My, my, my. What a difference a week, some new ideas, the return of a tutor, and a set list of questions makes.
This week’s unlecture finally delivered. While I’m still no expert on Design Fiction or the actor-network theory, I can honestly say at the end of the hour I knew more than I did at the start. No doubt this is largely due to the fact that we managed to remain on-topic for the majority of the unlecture, thus ensuring that the conversation was informative and easy to follow. I particularly enjoyed the discussion about forecasting and using our own incentives and understanding of design fiction to create ideas for the future. Looking forward into the future/great-big-terryfyingly-vague-abyss is not something I am particularly comfortable with and yet the way it was approached in this unlecture made it seem less complicated to me. I find myself looking at things in a similar fashion to Adrian in that I like to look backwards and understand what’s behind me before trying to think of something new. Perhaps that’s about to change…

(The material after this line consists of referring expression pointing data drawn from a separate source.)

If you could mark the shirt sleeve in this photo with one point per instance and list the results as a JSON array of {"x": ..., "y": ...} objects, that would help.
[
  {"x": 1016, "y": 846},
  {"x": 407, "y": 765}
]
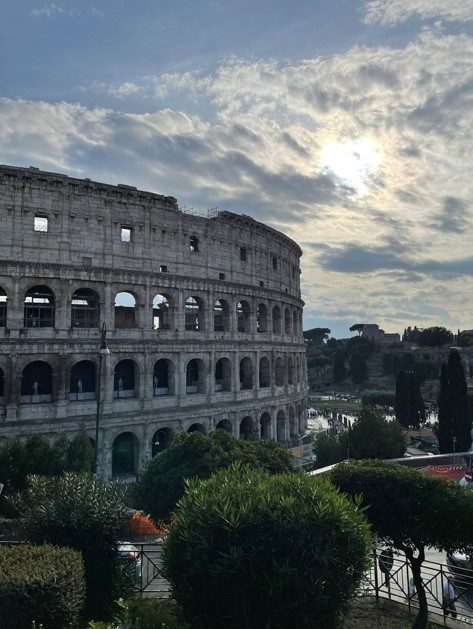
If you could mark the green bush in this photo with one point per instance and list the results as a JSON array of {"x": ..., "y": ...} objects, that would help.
[
  {"x": 196, "y": 455},
  {"x": 250, "y": 550},
  {"x": 82, "y": 512},
  {"x": 42, "y": 584}
]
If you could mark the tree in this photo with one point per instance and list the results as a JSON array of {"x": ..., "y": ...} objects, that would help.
[
  {"x": 196, "y": 455},
  {"x": 358, "y": 368},
  {"x": 249, "y": 550},
  {"x": 435, "y": 336},
  {"x": 454, "y": 429},
  {"x": 410, "y": 511},
  {"x": 339, "y": 371}
]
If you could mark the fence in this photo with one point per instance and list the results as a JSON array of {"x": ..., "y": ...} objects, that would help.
[{"x": 449, "y": 589}]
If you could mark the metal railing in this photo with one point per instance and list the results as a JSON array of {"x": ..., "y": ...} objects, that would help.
[{"x": 449, "y": 590}]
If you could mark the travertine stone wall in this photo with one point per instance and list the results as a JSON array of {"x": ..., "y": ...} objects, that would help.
[{"x": 237, "y": 259}]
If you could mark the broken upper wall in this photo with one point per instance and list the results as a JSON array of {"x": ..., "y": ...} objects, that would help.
[{"x": 53, "y": 218}]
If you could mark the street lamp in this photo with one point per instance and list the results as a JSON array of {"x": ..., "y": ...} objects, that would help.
[{"x": 103, "y": 351}]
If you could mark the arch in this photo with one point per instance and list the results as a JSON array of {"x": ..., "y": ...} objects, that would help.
[
  {"x": 265, "y": 426},
  {"x": 224, "y": 424},
  {"x": 281, "y": 426},
  {"x": 264, "y": 372},
  {"x": 124, "y": 379},
  {"x": 279, "y": 372},
  {"x": 163, "y": 377},
  {"x": 293, "y": 431},
  {"x": 246, "y": 427},
  {"x": 161, "y": 440},
  {"x": 125, "y": 311},
  {"x": 39, "y": 309},
  {"x": 82, "y": 381},
  {"x": 276, "y": 320},
  {"x": 37, "y": 383},
  {"x": 246, "y": 373},
  {"x": 125, "y": 455},
  {"x": 195, "y": 376},
  {"x": 287, "y": 321},
  {"x": 3, "y": 308},
  {"x": 194, "y": 314},
  {"x": 223, "y": 375},
  {"x": 243, "y": 316},
  {"x": 290, "y": 370},
  {"x": 85, "y": 310},
  {"x": 262, "y": 318},
  {"x": 221, "y": 316},
  {"x": 197, "y": 427},
  {"x": 162, "y": 312}
]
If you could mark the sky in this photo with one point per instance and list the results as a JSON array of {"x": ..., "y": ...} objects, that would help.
[{"x": 346, "y": 124}]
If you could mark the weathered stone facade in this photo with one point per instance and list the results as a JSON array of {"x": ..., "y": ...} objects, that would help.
[{"x": 206, "y": 329}]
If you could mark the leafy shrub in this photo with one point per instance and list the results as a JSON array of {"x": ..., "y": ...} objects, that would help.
[
  {"x": 250, "y": 550},
  {"x": 42, "y": 584},
  {"x": 145, "y": 613},
  {"x": 196, "y": 455},
  {"x": 82, "y": 512}
]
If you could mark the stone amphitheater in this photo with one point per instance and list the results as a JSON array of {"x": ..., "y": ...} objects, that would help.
[{"x": 203, "y": 319}]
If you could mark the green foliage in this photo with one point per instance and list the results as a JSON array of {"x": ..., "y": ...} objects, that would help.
[
  {"x": 41, "y": 584},
  {"x": 454, "y": 415},
  {"x": 250, "y": 550},
  {"x": 161, "y": 482},
  {"x": 410, "y": 510},
  {"x": 82, "y": 512},
  {"x": 144, "y": 613}
]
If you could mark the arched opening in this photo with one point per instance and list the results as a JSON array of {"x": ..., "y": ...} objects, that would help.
[
  {"x": 3, "y": 308},
  {"x": 287, "y": 321},
  {"x": 246, "y": 373},
  {"x": 125, "y": 455},
  {"x": 223, "y": 375},
  {"x": 85, "y": 309},
  {"x": 243, "y": 316},
  {"x": 292, "y": 423},
  {"x": 224, "y": 424},
  {"x": 161, "y": 440},
  {"x": 276, "y": 320},
  {"x": 281, "y": 426},
  {"x": 37, "y": 383},
  {"x": 265, "y": 426},
  {"x": 39, "y": 308},
  {"x": 125, "y": 311},
  {"x": 161, "y": 313},
  {"x": 246, "y": 427},
  {"x": 163, "y": 377},
  {"x": 290, "y": 370},
  {"x": 279, "y": 372},
  {"x": 194, "y": 314},
  {"x": 124, "y": 384},
  {"x": 262, "y": 318},
  {"x": 264, "y": 372},
  {"x": 195, "y": 376},
  {"x": 82, "y": 381},
  {"x": 221, "y": 316},
  {"x": 196, "y": 428}
]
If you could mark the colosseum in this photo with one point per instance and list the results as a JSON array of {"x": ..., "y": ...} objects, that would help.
[{"x": 203, "y": 319}]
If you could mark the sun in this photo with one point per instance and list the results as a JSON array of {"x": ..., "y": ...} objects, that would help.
[{"x": 353, "y": 163}]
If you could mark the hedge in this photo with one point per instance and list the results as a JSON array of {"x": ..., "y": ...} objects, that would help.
[{"x": 42, "y": 584}]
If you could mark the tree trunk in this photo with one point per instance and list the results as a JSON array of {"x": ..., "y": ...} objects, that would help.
[{"x": 416, "y": 565}]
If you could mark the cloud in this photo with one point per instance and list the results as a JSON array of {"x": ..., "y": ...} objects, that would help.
[{"x": 394, "y": 11}]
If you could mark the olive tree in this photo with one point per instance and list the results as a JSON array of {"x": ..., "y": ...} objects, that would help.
[{"x": 411, "y": 511}]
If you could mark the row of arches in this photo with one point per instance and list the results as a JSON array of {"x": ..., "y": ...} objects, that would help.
[
  {"x": 125, "y": 447},
  {"x": 39, "y": 311},
  {"x": 37, "y": 378}
]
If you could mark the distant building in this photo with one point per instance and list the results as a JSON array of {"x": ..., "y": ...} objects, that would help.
[{"x": 373, "y": 332}]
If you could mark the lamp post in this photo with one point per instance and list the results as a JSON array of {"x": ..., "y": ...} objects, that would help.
[{"x": 103, "y": 351}]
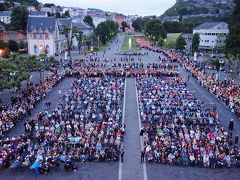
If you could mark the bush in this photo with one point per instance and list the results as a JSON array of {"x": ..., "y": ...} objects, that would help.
[{"x": 13, "y": 46}]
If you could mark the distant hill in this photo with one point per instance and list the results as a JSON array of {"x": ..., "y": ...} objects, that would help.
[
  {"x": 198, "y": 8},
  {"x": 26, "y": 2}
]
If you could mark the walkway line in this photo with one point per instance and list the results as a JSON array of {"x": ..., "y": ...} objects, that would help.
[
  {"x": 141, "y": 139},
  {"x": 123, "y": 121}
]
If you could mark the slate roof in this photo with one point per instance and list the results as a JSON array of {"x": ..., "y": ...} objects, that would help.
[
  {"x": 37, "y": 13},
  {"x": 208, "y": 25},
  {"x": 82, "y": 25},
  {"x": 5, "y": 13},
  {"x": 43, "y": 23},
  {"x": 64, "y": 21}
]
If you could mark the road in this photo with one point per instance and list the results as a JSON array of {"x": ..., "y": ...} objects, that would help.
[{"x": 131, "y": 168}]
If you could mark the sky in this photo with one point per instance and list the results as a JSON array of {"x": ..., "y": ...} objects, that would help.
[{"x": 127, "y": 7}]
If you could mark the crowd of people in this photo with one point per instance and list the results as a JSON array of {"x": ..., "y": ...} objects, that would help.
[
  {"x": 24, "y": 101},
  {"x": 227, "y": 91},
  {"x": 133, "y": 69},
  {"x": 178, "y": 130},
  {"x": 86, "y": 126}
]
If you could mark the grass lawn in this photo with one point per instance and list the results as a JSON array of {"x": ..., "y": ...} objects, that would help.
[
  {"x": 125, "y": 48},
  {"x": 171, "y": 40}
]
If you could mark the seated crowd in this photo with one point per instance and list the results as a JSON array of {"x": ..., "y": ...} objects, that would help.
[
  {"x": 178, "y": 130},
  {"x": 24, "y": 101},
  {"x": 226, "y": 90},
  {"x": 86, "y": 126}
]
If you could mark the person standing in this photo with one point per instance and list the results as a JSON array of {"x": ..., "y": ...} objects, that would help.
[
  {"x": 231, "y": 125},
  {"x": 142, "y": 156},
  {"x": 122, "y": 154},
  {"x": 236, "y": 139}
]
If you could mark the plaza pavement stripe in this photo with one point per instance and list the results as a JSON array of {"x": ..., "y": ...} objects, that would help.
[
  {"x": 131, "y": 167},
  {"x": 123, "y": 121},
  {"x": 141, "y": 139}
]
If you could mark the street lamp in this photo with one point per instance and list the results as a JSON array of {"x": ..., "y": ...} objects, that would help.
[
  {"x": 98, "y": 42},
  {"x": 221, "y": 61}
]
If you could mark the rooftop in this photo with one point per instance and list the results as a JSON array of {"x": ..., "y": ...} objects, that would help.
[
  {"x": 5, "y": 13},
  {"x": 210, "y": 25},
  {"x": 41, "y": 23}
]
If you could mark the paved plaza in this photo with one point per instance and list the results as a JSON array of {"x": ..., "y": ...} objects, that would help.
[{"x": 131, "y": 168}]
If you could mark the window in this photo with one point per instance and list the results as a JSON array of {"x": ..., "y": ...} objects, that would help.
[
  {"x": 35, "y": 49},
  {"x": 47, "y": 49}
]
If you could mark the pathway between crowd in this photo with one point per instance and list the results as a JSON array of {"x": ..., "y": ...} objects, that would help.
[{"x": 132, "y": 168}]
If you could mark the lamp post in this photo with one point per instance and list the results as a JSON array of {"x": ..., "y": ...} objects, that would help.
[
  {"x": 98, "y": 42},
  {"x": 221, "y": 61}
]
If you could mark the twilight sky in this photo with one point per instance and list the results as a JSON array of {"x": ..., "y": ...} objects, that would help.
[{"x": 127, "y": 7}]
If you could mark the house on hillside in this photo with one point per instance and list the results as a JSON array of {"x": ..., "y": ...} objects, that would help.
[
  {"x": 43, "y": 36},
  {"x": 212, "y": 34},
  {"x": 38, "y": 14},
  {"x": 12, "y": 35},
  {"x": 85, "y": 28},
  {"x": 5, "y": 16}
]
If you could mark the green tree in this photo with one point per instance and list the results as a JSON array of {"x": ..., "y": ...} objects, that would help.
[
  {"x": 67, "y": 32},
  {"x": 88, "y": 20},
  {"x": 2, "y": 44},
  {"x": 138, "y": 24},
  {"x": 103, "y": 32},
  {"x": 195, "y": 42},
  {"x": 154, "y": 29},
  {"x": 66, "y": 14},
  {"x": 233, "y": 42},
  {"x": 160, "y": 42},
  {"x": 19, "y": 18},
  {"x": 13, "y": 45},
  {"x": 124, "y": 25},
  {"x": 180, "y": 43},
  {"x": 172, "y": 27},
  {"x": 113, "y": 27},
  {"x": 49, "y": 5},
  {"x": 78, "y": 34}
]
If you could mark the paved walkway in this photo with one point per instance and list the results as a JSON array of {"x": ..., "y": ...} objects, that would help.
[
  {"x": 209, "y": 99},
  {"x": 131, "y": 167}
]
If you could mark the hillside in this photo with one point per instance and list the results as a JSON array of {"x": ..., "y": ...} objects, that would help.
[
  {"x": 26, "y": 2},
  {"x": 198, "y": 8}
]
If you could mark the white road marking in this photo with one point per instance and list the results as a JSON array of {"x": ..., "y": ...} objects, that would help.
[
  {"x": 141, "y": 139},
  {"x": 123, "y": 121}
]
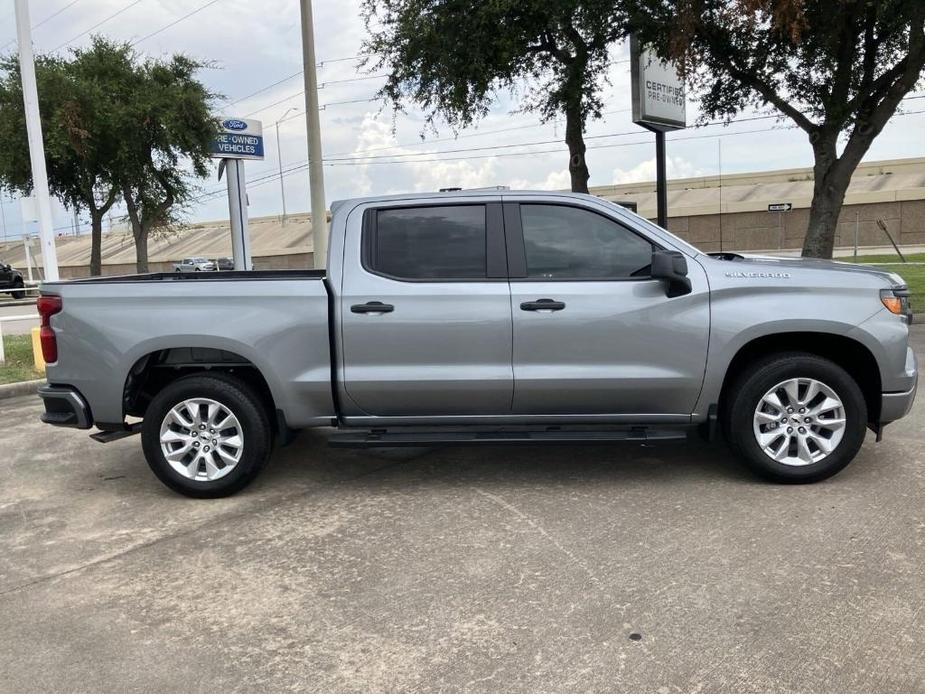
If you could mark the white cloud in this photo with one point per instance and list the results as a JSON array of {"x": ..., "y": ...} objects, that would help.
[
  {"x": 678, "y": 167},
  {"x": 419, "y": 169}
]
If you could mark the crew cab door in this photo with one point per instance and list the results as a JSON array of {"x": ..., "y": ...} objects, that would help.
[
  {"x": 425, "y": 311},
  {"x": 593, "y": 333}
]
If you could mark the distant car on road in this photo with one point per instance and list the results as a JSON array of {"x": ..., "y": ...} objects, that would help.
[
  {"x": 11, "y": 278},
  {"x": 197, "y": 264}
]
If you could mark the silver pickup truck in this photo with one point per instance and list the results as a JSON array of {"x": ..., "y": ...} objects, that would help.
[{"x": 484, "y": 318}]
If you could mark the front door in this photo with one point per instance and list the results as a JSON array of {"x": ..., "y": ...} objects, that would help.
[
  {"x": 426, "y": 314},
  {"x": 593, "y": 333}
]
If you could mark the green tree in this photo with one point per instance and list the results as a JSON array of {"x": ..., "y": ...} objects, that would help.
[
  {"x": 166, "y": 130},
  {"x": 839, "y": 69},
  {"x": 452, "y": 57},
  {"x": 116, "y": 128},
  {"x": 78, "y": 150}
]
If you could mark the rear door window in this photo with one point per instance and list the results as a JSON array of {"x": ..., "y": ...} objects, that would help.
[{"x": 428, "y": 243}]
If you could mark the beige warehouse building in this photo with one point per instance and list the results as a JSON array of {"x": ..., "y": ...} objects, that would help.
[{"x": 728, "y": 213}]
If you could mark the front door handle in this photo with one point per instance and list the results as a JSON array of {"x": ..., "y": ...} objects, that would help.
[
  {"x": 372, "y": 307},
  {"x": 542, "y": 305}
]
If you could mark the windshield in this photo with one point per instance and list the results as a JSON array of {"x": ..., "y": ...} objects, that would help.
[{"x": 642, "y": 221}]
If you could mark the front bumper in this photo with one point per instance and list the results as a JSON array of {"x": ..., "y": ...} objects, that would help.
[
  {"x": 65, "y": 407},
  {"x": 895, "y": 406}
]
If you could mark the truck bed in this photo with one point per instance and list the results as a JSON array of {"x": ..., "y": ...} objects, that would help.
[{"x": 275, "y": 320}]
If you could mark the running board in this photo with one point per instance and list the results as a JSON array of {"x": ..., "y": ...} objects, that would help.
[
  {"x": 389, "y": 439},
  {"x": 116, "y": 434}
]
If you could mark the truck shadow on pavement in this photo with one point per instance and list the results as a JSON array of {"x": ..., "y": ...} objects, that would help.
[{"x": 309, "y": 461}]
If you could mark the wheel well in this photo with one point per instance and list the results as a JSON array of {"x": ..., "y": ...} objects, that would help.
[
  {"x": 849, "y": 354},
  {"x": 154, "y": 371}
]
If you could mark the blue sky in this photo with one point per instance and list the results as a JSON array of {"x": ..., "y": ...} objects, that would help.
[{"x": 253, "y": 45}]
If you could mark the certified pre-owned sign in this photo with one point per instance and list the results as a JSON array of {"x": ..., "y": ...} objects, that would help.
[
  {"x": 659, "y": 100},
  {"x": 239, "y": 138}
]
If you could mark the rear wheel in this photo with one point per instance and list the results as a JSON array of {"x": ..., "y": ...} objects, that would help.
[
  {"x": 206, "y": 436},
  {"x": 796, "y": 418}
]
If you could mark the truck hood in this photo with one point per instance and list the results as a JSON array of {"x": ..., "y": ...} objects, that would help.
[{"x": 767, "y": 263}]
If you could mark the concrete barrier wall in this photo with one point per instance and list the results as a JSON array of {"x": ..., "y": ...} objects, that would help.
[
  {"x": 749, "y": 231},
  {"x": 293, "y": 261},
  {"x": 734, "y": 231}
]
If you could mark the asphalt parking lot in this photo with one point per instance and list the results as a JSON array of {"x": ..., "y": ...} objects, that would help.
[{"x": 562, "y": 569}]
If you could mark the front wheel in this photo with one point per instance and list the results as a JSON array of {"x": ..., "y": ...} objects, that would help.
[
  {"x": 796, "y": 418},
  {"x": 206, "y": 436}
]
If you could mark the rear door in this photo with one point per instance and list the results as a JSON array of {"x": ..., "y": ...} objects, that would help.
[
  {"x": 593, "y": 333},
  {"x": 425, "y": 311}
]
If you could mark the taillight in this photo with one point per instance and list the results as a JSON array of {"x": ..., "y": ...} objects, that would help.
[
  {"x": 896, "y": 301},
  {"x": 48, "y": 305}
]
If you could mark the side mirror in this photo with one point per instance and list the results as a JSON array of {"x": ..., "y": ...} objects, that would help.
[{"x": 671, "y": 266}]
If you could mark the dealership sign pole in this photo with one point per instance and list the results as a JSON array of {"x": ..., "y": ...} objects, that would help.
[
  {"x": 34, "y": 136},
  {"x": 238, "y": 140},
  {"x": 659, "y": 105}
]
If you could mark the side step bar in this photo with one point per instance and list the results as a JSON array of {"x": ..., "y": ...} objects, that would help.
[
  {"x": 116, "y": 434},
  {"x": 389, "y": 439}
]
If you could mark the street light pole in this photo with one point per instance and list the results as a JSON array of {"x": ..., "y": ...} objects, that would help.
[
  {"x": 36, "y": 147},
  {"x": 313, "y": 121},
  {"x": 279, "y": 159}
]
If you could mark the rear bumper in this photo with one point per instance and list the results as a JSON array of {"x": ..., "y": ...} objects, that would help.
[{"x": 65, "y": 407}]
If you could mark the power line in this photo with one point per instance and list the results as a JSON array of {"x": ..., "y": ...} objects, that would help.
[
  {"x": 428, "y": 157},
  {"x": 320, "y": 108},
  {"x": 44, "y": 21},
  {"x": 351, "y": 79},
  {"x": 97, "y": 25},
  {"x": 175, "y": 22},
  {"x": 263, "y": 89},
  {"x": 293, "y": 76}
]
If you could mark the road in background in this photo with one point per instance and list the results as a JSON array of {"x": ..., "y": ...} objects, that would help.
[
  {"x": 20, "y": 309},
  {"x": 542, "y": 569}
]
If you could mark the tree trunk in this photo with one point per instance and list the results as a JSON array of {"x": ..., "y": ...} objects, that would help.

I also found the banter between Adrian and Brian incredibly valuable as the two perspectives on the same idea helped me to create a context for it in my head. Having a wider understanding of Design Fiction allowed me to consolidate my own understanding as well as encourage me to consider it from new angles.
To earn my full congratulations though, I think Adrian should take a leaf from Google’s e-book and implement a new rule for RMIT: One day per week, instead of doing readings, meeting up with group members, attending early classes and awkwardly waiting outside lecture theatres making small talk with that one person we kind of know from class last semester whose name we’ve forgotten we should just be allowed to create. No rules, no assessment criteria, no due dates. Give us an entire semester to impress you and see what we come up with.